Un homme émacié sou­tenant que Gins­berg était son père saisit les mains du poète
et lui dit qu’il était devenu ce qu’il était grâce au Maître américain.

Gins­berg se libéra, et dit froide­ment en Français :
“Je ne peux cer­taine­ment pas assumer une telle respon­s­abil­ité, tracez votre chemin, je trace le mien.”

Puis vint mon tour, trem­blante et ten­ant le Miroir Vide. Le livre usé
tombait en morceaux tout comme moi.  “Oh, c’est un vieux livre ” dit-il,

 “Il n’est pas bien fait” ajou­ta-t-il, avant de le sign­er, les let­tres ron­des de ses nom et prénom attachées au-dessus de la date, ses ini­tiales dans un cercle.

“Mer­ci beau­coup,” dis-je, “Mer­ci à VOUS,“répondit-il, en se touchant le front avec le livre.
Je n’é­tais plus un fantôme.

 Je lui demandai ce qu’il ressen­tait à voir tant de jeunes venir à lui avec
Howl ou Kad­dish dans leurs mains.  “Je me sens good “. Ce furent ses mots.

Il me dit qu’il aimait les opéras de Philip Glass, le Requiem de Mozart, les sonates de Beethoven,
Le Requiem de Ver­di, le Requiem de Berlioz, et me ser­ra la main.
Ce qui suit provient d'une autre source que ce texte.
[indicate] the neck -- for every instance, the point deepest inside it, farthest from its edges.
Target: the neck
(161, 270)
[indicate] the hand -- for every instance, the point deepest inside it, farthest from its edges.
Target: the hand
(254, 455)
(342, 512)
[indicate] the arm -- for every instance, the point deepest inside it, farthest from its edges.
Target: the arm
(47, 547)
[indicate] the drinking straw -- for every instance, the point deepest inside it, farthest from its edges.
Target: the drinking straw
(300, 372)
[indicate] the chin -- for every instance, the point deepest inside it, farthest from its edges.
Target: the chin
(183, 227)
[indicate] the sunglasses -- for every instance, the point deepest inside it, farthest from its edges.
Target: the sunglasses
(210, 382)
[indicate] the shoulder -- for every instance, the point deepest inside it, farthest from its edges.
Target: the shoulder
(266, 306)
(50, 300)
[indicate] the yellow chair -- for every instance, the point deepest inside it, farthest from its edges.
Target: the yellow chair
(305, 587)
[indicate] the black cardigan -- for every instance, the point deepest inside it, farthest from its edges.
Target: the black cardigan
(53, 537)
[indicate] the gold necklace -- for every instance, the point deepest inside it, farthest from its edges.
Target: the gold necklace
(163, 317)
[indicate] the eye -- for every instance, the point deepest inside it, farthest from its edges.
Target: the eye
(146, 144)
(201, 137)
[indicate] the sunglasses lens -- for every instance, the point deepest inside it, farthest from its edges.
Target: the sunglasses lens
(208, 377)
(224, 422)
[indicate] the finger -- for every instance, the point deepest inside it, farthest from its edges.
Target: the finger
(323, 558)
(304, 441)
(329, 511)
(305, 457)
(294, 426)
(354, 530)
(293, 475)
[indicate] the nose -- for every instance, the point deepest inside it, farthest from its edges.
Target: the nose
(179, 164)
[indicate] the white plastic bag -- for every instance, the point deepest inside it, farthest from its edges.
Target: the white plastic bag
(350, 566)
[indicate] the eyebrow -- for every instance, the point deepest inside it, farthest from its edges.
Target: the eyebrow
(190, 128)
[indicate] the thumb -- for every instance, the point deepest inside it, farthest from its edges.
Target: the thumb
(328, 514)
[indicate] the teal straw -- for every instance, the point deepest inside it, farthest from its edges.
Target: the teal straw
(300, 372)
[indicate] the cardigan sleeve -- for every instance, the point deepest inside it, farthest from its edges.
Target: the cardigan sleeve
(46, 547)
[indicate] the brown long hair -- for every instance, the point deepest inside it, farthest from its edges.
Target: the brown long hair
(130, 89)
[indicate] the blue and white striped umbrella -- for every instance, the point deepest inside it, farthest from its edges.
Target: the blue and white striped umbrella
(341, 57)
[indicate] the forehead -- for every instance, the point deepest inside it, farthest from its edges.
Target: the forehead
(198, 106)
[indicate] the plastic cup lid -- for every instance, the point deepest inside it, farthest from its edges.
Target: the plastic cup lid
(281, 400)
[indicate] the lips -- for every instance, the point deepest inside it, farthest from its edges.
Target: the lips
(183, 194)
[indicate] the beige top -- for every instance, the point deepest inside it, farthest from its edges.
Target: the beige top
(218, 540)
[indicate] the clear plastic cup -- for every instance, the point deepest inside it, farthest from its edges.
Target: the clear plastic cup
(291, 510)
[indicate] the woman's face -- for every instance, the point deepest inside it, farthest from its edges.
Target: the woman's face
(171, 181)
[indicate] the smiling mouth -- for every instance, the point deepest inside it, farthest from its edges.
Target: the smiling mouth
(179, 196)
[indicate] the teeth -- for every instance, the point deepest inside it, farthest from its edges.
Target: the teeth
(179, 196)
Musique pour les dis­parus, pen­sai-je.. Soyez‑y atten­tif.
Après tout, qu’y a t‑il d’autre à dire ?

 “Je suis fran­co-viet­nami­enne, ” dis-je. Il me regar­da et répondit :
“Je suis poète, je suis juif, je suis américain,

je suis gay, je suis russe aus­si, par ma mère. ”
“J’écris aus­si de la poésie ” dis-je hardi­ment,  “vous pou­vez me don­ner un conseil ? ”

Il plis­sa les yeux et me dit :  “Il faut être conscient
qu’il y a le réel et le vide.

Il y a le réel, nan­ti de songes. Il faut être pré­cise, vous m’entendez ?
Je refuse de  «firmer»  s’il n’y a pas le nom entier, je veux les deux noms, le nom entier. ”

En ren­trant chez moi le soir, je por­tais ces mots comme ma propre
let­tre à un jeune poète, ma propre

expli­ca­tion du fonc­tion­nement des miroirs, ma propre
voix, et la cer­ti­tude qu’il n’y a pas d’autre monde que la poésie

car l’autre côté de la baie,
est le Ciel et l’Eternité.

 

 

 

Note : les phras­es en italiques sont tirées des poèmes suiv­ants  du recueil Miroir Vide (tra­duc­tion de Gérard-Georges Lemaire, édi­tions Graphi­um, 1982) d’Allen Gins­berg :” Une insti­tu­tion dépourvue de sig­ni­fi­ca­tion ; “Feodor” ; “ En société”;  C’est à pro­pos de la mort ;

 ” Après tout, qu’y a‑t-il d’autre à dire ici ?” ;  “Méta­physique” ; “Ports de Cézanne”.

 

 

Traduit de l’anglais par Mar­i­lyne Bertonci­ni, avec l’aide de l’auteur.